In its 2018 economic outlook, the African Development Bank (AfDB) says the continent’s infrastructure requirements run to $130–170 billion a year, far higher than earlier estimates of $93 billion.
President Cyril Ramaphosa recently announced a R400bn infrastructure fund for South Africa’s creaking infrastructure and with the Africa Infrastructure Summit 2018 having just ended, it’s appropriate to explore some of the opportunities for grants and incentives for infrastructure finance.

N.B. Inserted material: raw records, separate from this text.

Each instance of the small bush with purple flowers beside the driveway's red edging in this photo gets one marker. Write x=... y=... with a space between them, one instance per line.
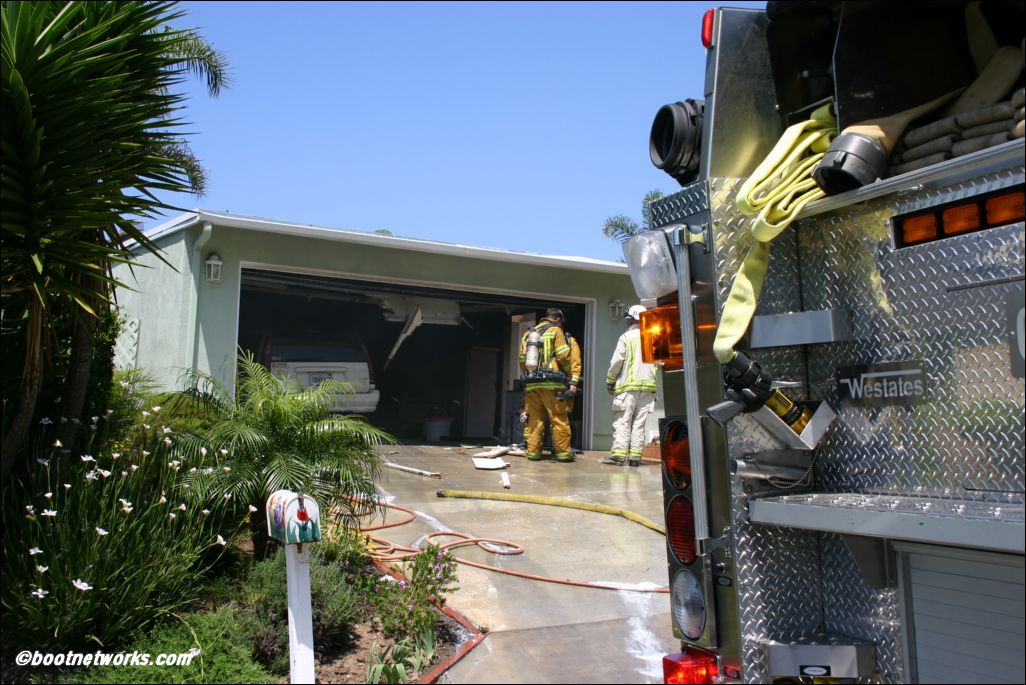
x=407 y=607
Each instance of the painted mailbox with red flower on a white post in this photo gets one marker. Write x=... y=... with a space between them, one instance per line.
x=294 y=519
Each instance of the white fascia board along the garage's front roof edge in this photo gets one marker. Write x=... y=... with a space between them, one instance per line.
x=392 y=243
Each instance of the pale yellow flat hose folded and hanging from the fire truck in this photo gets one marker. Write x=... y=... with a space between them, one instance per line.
x=775 y=194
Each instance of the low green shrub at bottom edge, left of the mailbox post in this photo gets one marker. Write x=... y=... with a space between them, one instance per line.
x=224 y=656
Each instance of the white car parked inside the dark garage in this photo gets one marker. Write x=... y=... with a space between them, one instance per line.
x=311 y=360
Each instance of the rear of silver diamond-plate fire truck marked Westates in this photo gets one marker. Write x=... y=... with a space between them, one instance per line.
x=836 y=297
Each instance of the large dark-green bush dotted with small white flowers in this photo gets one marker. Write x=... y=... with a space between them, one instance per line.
x=100 y=546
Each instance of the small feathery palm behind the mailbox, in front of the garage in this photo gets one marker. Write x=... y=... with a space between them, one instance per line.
x=275 y=435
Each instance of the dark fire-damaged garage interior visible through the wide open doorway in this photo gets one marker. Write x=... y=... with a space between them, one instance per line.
x=442 y=365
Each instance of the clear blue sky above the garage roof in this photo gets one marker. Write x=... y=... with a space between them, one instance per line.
x=509 y=126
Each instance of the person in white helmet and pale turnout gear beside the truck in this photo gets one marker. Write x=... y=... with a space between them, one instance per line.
x=633 y=383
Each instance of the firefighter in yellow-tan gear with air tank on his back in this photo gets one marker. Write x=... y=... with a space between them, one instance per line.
x=545 y=361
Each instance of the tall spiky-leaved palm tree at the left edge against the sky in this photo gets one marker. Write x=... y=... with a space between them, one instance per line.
x=92 y=130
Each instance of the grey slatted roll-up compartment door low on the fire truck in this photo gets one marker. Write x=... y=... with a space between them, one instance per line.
x=963 y=615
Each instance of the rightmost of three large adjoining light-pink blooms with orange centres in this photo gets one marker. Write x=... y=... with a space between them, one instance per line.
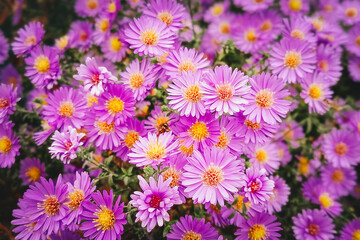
x=266 y=99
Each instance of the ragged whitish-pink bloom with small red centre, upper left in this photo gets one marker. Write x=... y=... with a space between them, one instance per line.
x=94 y=76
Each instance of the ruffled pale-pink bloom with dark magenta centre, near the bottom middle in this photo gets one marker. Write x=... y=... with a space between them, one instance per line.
x=154 y=202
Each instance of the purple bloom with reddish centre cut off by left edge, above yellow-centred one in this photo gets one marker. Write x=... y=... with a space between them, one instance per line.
x=8 y=100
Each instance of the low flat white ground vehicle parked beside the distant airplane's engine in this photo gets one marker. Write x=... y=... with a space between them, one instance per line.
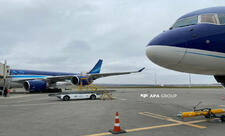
x=66 y=96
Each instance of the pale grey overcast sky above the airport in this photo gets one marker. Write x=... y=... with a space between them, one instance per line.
x=71 y=35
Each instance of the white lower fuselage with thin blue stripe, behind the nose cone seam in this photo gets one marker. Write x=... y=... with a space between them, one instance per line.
x=203 y=62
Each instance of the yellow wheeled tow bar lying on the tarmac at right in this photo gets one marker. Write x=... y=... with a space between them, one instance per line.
x=206 y=112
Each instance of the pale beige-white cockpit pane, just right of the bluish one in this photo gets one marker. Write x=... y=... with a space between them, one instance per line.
x=208 y=18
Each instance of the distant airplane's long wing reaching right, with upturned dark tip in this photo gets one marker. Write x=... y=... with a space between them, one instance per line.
x=100 y=75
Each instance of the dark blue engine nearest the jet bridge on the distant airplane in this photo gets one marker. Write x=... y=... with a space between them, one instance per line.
x=35 y=85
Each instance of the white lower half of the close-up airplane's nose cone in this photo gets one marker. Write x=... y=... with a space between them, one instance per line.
x=165 y=56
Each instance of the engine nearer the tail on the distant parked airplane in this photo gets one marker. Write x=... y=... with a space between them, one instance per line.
x=84 y=80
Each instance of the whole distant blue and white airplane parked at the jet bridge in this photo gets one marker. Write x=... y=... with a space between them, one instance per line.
x=34 y=81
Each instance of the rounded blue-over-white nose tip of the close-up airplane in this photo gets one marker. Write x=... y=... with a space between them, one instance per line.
x=166 y=49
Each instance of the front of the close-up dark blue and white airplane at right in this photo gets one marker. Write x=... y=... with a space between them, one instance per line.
x=194 y=44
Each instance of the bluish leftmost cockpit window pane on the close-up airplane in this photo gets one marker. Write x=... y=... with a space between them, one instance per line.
x=186 y=22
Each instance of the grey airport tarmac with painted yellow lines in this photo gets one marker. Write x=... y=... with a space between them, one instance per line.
x=142 y=112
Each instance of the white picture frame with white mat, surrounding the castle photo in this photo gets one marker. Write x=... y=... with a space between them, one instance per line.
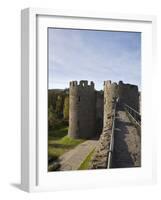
x=34 y=176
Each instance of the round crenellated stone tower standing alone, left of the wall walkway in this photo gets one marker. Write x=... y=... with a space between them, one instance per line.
x=82 y=110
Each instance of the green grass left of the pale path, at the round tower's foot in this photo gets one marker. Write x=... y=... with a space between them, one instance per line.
x=59 y=142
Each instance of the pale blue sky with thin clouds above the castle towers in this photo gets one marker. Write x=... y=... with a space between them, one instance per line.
x=94 y=56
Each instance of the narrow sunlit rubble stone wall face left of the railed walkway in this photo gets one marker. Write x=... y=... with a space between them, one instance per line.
x=101 y=153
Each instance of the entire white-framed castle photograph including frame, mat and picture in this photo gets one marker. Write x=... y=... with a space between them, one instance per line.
x=86 y=109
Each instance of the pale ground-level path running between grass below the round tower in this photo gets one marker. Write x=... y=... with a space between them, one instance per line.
x=73 y=158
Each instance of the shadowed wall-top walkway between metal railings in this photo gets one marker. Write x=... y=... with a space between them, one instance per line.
x=127 y=143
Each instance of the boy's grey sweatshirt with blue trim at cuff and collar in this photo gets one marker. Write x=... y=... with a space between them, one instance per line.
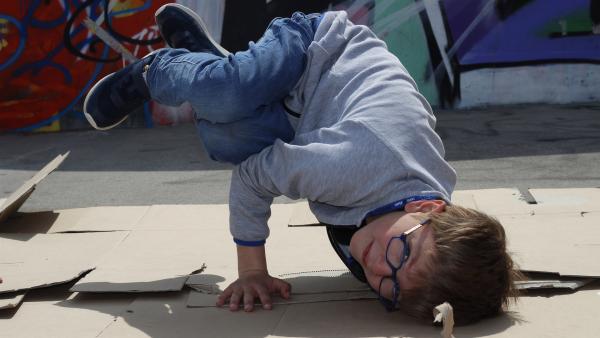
x=365 y=138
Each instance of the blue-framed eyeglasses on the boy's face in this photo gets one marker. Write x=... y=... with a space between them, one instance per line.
x=389 y=285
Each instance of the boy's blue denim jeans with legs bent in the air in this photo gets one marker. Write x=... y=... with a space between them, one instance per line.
x=238 y=100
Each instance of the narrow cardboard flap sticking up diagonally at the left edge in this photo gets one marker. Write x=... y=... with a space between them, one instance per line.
x=19 y=196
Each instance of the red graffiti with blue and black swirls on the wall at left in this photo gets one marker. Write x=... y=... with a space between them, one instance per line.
x=49 y=59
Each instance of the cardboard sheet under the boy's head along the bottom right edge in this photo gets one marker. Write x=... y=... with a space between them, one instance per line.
x=572 y=315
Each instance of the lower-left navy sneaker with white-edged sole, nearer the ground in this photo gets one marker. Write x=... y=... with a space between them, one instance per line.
x=117 y=95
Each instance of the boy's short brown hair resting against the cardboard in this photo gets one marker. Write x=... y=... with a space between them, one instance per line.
x=470 y=268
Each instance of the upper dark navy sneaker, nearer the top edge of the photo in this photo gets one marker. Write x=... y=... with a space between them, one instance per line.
x=182 y=28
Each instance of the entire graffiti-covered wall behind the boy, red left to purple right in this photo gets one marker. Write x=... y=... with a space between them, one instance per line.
x=461 y=52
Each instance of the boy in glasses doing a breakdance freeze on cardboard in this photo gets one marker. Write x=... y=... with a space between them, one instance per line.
x=319 y=109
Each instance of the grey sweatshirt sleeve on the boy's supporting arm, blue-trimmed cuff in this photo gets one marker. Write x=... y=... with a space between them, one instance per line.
x=321 y=166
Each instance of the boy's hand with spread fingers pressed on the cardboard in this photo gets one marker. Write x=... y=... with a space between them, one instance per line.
x=250 y=285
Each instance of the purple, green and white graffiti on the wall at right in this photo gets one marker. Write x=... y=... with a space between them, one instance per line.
x=441 y=41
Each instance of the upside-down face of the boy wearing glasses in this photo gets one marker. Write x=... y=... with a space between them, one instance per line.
x=368 y=245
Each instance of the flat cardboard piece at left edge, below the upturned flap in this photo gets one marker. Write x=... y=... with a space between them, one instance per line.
x=35 y=260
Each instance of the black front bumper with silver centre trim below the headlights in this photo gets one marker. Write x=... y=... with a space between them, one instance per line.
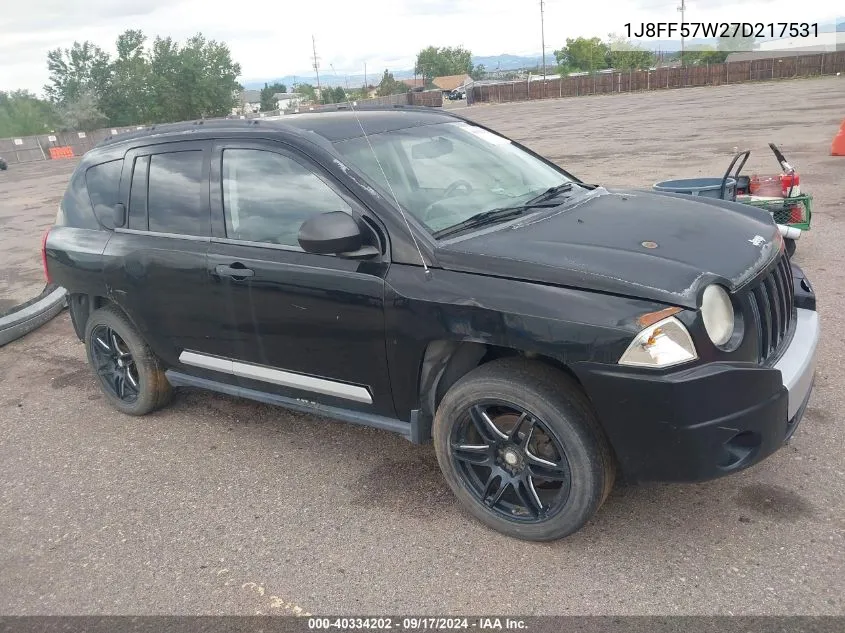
x=706 y=421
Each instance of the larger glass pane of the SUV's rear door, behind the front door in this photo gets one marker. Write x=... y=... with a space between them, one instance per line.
x=174 y=196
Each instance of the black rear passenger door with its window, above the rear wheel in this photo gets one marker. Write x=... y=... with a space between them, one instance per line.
x=156 y=264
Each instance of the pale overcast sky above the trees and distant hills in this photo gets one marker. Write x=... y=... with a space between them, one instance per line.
x=272 y=38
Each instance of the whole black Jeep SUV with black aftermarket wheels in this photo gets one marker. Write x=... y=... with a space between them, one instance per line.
x=412 y=271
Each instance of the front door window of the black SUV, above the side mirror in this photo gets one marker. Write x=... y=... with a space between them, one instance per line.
x=267 y=196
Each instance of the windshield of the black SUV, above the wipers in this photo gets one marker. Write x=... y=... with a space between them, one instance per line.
x=445 y=173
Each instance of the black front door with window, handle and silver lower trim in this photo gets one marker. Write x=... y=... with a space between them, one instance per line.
x=312 y=326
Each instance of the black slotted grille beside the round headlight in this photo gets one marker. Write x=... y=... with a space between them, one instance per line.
x=773 y=305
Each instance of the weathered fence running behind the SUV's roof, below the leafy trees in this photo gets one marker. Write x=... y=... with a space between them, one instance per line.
x=25 y=149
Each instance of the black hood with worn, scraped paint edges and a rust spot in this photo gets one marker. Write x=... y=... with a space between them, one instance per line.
x=664 y=247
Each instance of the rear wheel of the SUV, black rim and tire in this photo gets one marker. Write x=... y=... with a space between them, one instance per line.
x=130 y=375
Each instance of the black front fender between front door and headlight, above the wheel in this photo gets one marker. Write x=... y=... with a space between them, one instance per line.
x=565 y=324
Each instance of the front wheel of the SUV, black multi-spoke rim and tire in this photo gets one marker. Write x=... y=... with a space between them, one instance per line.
x=519 y=445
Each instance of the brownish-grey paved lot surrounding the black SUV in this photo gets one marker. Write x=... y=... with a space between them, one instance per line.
x=223 y=506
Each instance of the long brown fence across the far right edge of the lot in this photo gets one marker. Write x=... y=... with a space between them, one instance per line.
x=660 y=78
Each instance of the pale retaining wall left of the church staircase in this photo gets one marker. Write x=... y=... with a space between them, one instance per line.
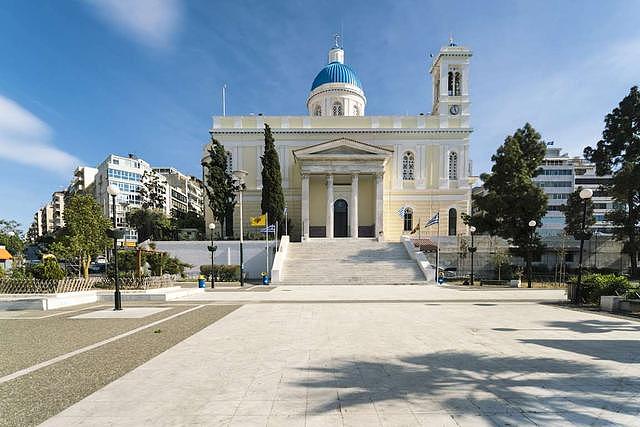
x=196 y=254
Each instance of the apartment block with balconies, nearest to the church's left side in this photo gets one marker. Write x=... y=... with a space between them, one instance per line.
x=183 y=193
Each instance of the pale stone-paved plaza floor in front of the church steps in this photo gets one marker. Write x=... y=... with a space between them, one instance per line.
x=462 y=362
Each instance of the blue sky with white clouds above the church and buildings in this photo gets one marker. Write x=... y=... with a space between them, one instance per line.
x=82 y=78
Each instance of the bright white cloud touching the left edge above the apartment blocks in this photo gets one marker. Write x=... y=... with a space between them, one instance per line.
x=25 y=139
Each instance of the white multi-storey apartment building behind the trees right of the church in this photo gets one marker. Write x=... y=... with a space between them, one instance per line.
x=561 y=175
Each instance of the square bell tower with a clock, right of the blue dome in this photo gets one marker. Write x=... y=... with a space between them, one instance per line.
x=450 y=76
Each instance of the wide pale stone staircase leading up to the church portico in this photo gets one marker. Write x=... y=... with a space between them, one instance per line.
x=348 y=262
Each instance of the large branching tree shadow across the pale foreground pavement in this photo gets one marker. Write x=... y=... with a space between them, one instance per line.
x=465 y=383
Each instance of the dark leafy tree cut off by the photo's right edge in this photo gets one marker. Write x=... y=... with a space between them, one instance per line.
x=618 y=153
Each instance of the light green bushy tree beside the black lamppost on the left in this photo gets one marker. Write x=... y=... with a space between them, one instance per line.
x=85 y=231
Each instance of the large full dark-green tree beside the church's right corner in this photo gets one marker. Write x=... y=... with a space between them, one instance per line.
x=511 y=198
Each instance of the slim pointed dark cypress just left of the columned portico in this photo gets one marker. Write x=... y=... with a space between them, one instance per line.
x=272 y=194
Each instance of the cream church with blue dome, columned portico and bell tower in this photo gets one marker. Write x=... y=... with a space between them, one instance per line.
x=349 y=175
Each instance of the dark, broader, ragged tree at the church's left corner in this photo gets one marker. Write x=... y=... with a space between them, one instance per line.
x=220 y=186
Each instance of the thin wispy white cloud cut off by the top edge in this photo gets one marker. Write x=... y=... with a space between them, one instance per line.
x=150 y=22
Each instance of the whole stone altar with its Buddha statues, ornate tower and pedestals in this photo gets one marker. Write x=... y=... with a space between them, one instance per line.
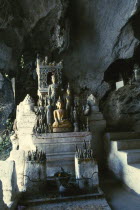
x=52 y=137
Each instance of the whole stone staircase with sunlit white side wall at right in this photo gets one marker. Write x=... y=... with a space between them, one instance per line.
x=124 y=157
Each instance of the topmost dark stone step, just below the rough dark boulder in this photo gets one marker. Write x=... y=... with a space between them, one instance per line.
x=114 y=136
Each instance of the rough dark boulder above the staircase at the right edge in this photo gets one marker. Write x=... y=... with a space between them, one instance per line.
x=121 y=109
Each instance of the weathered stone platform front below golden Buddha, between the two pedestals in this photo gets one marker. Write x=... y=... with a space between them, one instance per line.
x=60 y=149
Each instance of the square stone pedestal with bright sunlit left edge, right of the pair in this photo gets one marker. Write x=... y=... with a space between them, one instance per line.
x=86 y=172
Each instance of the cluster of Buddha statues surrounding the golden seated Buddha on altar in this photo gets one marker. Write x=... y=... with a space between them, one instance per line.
x=59 y=111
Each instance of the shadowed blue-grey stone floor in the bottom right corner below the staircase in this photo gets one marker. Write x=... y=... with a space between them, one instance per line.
x=117 y=195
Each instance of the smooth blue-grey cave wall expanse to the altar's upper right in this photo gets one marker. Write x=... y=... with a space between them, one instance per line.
x=101 y=33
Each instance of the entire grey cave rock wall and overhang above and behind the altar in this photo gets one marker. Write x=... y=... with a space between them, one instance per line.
x=88 y=36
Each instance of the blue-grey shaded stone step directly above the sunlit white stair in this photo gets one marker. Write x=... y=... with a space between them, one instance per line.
x=133 y=156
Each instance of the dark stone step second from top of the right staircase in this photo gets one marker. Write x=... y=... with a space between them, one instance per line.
x=128 y=144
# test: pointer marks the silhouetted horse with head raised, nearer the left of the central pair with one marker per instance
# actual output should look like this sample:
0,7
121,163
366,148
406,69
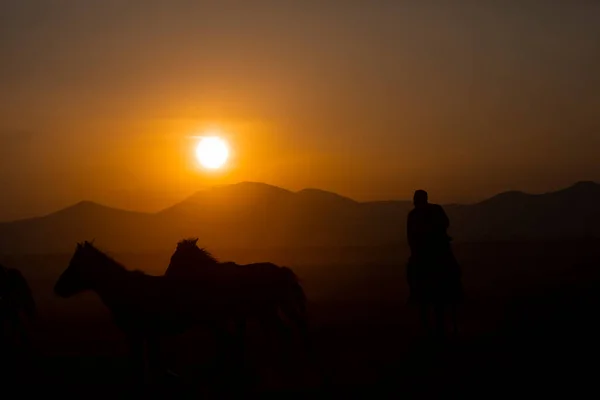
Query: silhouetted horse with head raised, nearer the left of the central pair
145,307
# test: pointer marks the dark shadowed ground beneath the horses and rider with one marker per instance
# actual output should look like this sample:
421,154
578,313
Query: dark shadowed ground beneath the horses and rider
529,326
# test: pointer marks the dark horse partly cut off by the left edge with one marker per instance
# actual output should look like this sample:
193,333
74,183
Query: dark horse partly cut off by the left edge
15,299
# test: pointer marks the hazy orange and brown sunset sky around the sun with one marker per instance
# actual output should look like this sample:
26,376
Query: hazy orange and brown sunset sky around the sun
371,99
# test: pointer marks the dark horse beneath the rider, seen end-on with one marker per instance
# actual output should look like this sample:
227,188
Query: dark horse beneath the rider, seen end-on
435,283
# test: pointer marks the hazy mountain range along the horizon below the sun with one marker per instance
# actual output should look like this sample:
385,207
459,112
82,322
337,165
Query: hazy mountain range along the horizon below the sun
257,215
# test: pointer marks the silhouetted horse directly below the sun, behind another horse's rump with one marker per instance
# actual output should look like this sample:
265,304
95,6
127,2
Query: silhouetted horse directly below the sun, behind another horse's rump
268,293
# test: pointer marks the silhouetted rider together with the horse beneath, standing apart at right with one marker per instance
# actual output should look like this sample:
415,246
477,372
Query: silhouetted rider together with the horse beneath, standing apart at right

The Department of Trade and Industry provides two incentives that address some of the challenges to infrastructure finance;
- Critical Infrastructure Program (CIP)
- The CIP covers bulk infrastructure such as bulk water supply, electrical infrastructure, access roads, industrial infrastructure etc
- Providing up to R50mil in cost sharing incentive for infrastructure projects in South Africa
- Most infrastructure projects run into hundreds of millions of rand. The R50mil incentive can go a long way to subsidizing equity contributions that lenders may require to finance the project
- As at October 2018, a level eight contribution to BBBEE is necessary – this is subject to change.
- Capital Projects Feasibility Project (CPFP)
- The CPFP co-funds up to 55% and R8mil toward bankable feasible studies promoting the exporting of goods and services at feasibility and implementation stage of at least 70% of the project cost
- This provides construction and engineering firms with the potential to contribute to the feasibility of infrastructure projects on the continent
- A prefeasibility is required on application which includes foreign government approvals, indicative letters of intent and interest from financiers for both the matched component of the feasibility and the implementation of the project.
Financing the infrastructure gap in Africa is going to take public and private collaboration, time and dedication.
For infrastructure projects, there’s immense opportunity – Use it, Don’t Use it.